Paull stiffened. He knew a rebuke when he heard one, and this one was well deserved. “Absolutely, sir.” Somewhere along the line, his careful security net had been breached. He had to find out where with all possible haste.
Carson stepped away, regarded his pale, lined face in the mirror, then turned around. “Dennis, if the POTUS got on to your men, then he knows. Jack’s not the only one in terrible danger. We are, too.”
“Yessir.” Paull nodded. “That’s the goddamned truth of it.”
It had been a long time since Jack woke up with a splitting headache. He clambered out of bed with the unusual care of a mountain climber with vertigo. Crawling into the shower, he turned on the cold water full-blast so that no one would hear him screaming.
Ten minutes later, when Nina called, he had crawled out of the muck of the sea and had grown a spinal cord. He figured by the time she showed up, he had a chance of being halfway human.
Still, he insisted on driving them over to the All Around Town bakery. The day was cool but sunny, which made a welcome change of pace. But according to AccuWeather, there was another front coming in that wasn’t afraid of dumping three inches of rain or something worse on them.
He was in no mood to talk, but soon enough he noticed Nina repeatedly glancing at him out of the corner of her eye.
Finally, she ventured an opinion on his physical state. “You look like crap.”
“That’s what a week without sleep will do to you.” He eyed her speculatively. She was dressed in a gray flannel suit over a cream-colored cashmere sweater. “On the other hand, you look as fresh as a plate of sushi.”
“And just as cool.” Nina laughed. “I’ll bet good money you were thinking that.”
“Actually,” Jack said, “I was thinking about what we’ll do if Joachim Tolkan hasn’t shown up from his sad trip to Miami Beach. Or, even worse, if the story he fed Oscar was a lie.”
“Since when did you become a glass-half-empty guy?”
“Since last night,” Jack said, more to himself than to her.
“What happened?”
“My ex happened,” Jack said bitterly.
“I’m sorry, Jack.” Nina put a hand briefly over his. “I once tried to get back with an old boyfriend. All that did was make me realize why we broke up in the first place.”
Wanting to get off the subject of exes, Jack said, “I grew up around here. A lot of memories, good and bad. Mysteries, too.”
“What kind of mysteries?”
“A double murder up at McMillan Reservoir, for one.”
“It went unsolved?”
Jack nodded. “Not only that, I remember there was no info at all on who was killed.”
“That
is
odd,” Nina acknowledged.
Jack turned a corner. “Then there was Ian Brady.”
“Who was he?”
“No one knew who he was or where he came from. But he had a huge amount of juice—too much, I’d say, for a local drug dealer. He was supplying heroin, God alone knows what else. Other suppliers were caught or killed, but not Brady. No one could lay a finger on him.”

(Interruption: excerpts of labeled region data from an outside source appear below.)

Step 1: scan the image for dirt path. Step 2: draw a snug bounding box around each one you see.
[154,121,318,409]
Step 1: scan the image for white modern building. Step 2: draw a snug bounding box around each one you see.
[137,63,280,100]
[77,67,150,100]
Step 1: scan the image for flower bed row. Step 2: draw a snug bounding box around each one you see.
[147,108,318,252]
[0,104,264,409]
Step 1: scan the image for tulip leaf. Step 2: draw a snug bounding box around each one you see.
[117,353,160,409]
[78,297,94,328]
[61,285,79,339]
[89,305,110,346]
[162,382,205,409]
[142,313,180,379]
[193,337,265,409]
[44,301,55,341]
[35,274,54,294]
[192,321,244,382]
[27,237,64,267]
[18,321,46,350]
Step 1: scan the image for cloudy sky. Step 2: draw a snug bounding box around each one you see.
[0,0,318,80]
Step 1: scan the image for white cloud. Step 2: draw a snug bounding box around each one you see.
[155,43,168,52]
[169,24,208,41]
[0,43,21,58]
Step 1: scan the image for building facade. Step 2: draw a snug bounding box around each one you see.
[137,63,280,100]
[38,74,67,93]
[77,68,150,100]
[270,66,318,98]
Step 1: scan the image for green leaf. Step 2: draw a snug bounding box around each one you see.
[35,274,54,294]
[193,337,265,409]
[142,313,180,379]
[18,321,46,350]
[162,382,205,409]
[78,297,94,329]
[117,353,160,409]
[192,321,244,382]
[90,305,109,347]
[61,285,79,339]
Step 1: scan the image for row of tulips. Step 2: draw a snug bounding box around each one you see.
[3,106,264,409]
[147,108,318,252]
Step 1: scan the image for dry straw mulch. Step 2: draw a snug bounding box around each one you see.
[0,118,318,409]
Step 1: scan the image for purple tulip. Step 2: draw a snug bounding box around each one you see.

There was a sporty cabernet-colored Mercedes coupe parked in front of the All Around Town bakery, and Jack took this as a good sign. The bell rang as they walked in, and there was Oscar behind the counter.
“Boss just got here,” he said as soon as he saw them enter. “Wait right there.” He disappeared into the back. A moment later, he returned with a man whose only genetic connection with his father was
his olive-gray complexion. He was tall and slim, dapper as his dad, though.
His expression was quizzical, curious, free from his father’s dark guile. “Oscar said you wanted to see me.”